PERNATH, Hugues C.


Vierde gedicht van Arne

Wij, samen en giftig getekend

In de tweetoon van de eenzaamheid,

Nergens, nooit ongevoelig heeft bewogen

En wisselend, grijs verlangend

Tot uw, tot mijn ogen sprak.



Ik treur niet, geen tederheid trekt mij aan

Ik treur niet, geen tederheid trekt mij aan

Geen lichaam kan ooit het mijne voelen

Geen ander oor mijn verwarring, mijn onrust

In de sprakeloze plaag van de taal.

Dagelijks en dodelijker verkrampt mijn wereld

In de vreselijke vertakkingen van de pijn.

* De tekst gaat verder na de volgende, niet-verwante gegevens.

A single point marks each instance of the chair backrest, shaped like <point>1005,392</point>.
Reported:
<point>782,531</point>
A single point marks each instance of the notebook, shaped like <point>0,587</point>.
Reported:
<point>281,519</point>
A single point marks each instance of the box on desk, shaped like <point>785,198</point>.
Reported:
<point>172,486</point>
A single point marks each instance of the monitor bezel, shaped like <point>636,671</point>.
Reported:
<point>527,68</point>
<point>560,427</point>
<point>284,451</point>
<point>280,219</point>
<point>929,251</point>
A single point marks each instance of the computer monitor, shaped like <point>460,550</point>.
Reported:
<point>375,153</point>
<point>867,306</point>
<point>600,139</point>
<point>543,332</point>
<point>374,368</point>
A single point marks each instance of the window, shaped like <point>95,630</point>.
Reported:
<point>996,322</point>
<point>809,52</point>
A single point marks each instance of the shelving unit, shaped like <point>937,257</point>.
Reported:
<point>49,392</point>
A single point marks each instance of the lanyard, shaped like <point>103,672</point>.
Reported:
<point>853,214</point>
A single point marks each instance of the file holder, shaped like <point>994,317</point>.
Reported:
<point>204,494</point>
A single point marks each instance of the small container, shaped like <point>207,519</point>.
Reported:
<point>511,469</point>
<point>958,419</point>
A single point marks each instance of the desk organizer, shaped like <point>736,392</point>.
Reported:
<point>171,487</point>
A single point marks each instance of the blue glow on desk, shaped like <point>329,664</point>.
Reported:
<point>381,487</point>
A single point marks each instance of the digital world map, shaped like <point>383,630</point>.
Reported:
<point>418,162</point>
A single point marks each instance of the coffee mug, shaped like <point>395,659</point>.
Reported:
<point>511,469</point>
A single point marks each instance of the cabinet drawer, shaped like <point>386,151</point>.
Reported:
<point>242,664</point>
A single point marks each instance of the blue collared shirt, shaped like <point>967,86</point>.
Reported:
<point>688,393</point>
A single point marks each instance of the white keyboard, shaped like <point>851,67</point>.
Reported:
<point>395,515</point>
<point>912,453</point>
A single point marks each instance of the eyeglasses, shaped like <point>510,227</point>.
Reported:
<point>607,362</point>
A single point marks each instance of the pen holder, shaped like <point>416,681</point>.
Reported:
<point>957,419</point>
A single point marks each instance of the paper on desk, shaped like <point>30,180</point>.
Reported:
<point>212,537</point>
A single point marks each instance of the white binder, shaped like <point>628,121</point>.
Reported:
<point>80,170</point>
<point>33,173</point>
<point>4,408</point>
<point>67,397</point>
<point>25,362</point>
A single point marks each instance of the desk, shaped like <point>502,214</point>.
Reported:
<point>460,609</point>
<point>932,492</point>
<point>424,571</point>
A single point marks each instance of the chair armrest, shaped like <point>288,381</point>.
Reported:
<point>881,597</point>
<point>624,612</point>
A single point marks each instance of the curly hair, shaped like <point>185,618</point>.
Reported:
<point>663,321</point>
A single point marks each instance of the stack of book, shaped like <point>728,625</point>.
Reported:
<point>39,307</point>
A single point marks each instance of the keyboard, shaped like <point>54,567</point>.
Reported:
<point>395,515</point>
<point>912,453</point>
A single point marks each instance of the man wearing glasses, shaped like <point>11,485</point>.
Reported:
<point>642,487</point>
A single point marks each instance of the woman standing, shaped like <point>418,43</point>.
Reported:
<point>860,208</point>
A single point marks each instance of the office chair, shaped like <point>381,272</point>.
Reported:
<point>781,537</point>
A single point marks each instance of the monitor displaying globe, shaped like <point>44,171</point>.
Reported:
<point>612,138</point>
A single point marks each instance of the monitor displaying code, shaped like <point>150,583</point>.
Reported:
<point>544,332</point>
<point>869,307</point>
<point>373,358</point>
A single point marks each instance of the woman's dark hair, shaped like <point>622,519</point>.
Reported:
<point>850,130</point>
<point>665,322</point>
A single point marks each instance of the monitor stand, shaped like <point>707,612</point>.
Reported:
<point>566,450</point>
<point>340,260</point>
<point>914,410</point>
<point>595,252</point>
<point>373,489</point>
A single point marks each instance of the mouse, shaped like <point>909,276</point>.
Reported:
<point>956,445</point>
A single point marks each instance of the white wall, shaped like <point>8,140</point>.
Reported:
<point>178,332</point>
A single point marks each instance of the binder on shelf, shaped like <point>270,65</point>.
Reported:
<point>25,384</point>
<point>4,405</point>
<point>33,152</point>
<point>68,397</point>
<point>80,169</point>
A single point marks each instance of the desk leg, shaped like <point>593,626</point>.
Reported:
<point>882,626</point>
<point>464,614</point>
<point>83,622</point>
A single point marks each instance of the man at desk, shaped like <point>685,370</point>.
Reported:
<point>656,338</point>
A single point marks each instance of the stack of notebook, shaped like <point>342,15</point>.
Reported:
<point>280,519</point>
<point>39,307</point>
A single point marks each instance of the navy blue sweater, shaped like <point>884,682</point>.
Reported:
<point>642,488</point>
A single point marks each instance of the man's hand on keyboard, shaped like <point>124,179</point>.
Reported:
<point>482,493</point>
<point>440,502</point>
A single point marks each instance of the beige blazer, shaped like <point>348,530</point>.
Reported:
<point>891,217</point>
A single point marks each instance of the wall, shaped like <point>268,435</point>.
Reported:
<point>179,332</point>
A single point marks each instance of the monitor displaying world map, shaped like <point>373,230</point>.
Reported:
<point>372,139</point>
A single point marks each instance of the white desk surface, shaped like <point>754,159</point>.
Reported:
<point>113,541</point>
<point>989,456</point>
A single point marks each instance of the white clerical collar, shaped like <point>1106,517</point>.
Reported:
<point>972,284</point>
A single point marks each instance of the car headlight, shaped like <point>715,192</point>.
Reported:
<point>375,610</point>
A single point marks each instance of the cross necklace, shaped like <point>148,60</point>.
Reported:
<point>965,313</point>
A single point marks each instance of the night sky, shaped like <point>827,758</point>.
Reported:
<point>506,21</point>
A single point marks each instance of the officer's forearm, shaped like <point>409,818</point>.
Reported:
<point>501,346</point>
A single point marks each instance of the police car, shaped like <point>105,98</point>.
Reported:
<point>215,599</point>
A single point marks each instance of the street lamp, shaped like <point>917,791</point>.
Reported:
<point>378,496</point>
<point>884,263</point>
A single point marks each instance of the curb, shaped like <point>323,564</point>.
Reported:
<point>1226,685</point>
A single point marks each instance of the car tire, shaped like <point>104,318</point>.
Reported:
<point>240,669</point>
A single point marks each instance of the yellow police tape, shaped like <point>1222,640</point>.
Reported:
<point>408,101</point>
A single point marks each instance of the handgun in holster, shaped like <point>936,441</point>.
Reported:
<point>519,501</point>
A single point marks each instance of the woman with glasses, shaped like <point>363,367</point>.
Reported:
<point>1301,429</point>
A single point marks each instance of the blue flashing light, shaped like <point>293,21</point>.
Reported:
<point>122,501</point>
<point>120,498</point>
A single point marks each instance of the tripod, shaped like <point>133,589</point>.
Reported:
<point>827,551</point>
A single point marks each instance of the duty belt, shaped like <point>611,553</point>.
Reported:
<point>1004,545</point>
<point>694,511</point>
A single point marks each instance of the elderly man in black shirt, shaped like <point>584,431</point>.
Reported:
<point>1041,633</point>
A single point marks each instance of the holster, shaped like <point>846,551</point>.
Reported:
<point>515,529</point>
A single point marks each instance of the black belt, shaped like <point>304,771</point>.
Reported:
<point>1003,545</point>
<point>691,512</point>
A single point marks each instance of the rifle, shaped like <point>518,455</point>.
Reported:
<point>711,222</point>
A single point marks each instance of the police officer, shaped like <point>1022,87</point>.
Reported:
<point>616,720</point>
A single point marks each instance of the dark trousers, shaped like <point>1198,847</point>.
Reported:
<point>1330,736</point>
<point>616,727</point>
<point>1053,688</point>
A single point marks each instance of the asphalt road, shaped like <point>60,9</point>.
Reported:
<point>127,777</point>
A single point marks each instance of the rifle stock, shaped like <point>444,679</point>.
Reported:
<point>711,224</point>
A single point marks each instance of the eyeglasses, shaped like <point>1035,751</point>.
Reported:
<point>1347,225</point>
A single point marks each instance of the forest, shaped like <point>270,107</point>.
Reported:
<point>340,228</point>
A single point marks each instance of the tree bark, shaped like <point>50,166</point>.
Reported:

Ik heb het laatste boek gedragen, van rechts naar links

En met al mijn tekortkomingen veroordeel ik

Wie verbrandt en wie poogt door de leugen.

Want anders niets dan de nederigheid

Dan het voltrekken van de twijfel,

Want anders niets heeft ons bepaald.

Ik laat het licht de duisternis herhalen,

Herrijzen uit de roemloze rust van de rots

En terwijl het schrale water uit de wonden sijpelt

Beluistert de nakende nacht mijn schroevend hart.

Geen entstof heeft mij veranderd

Geen vrijgevig verleden mij bedwelmd. Geen smeulen.

Zoveel werd gescheiden, zoveel kwam terecht.

Ik bemin, ik schrijf en onderga de vriendschap

Maar als een metselaar, vrij en ommuurd

Voltooi ik de tempel waarvan de laatste hoeksteen

Mijn einde zal betekenen. En met datzelfde woord

Al mijn liefde verwoordend, leef ik verder

In de gesel van die zonnetekens waartoe ik behoor.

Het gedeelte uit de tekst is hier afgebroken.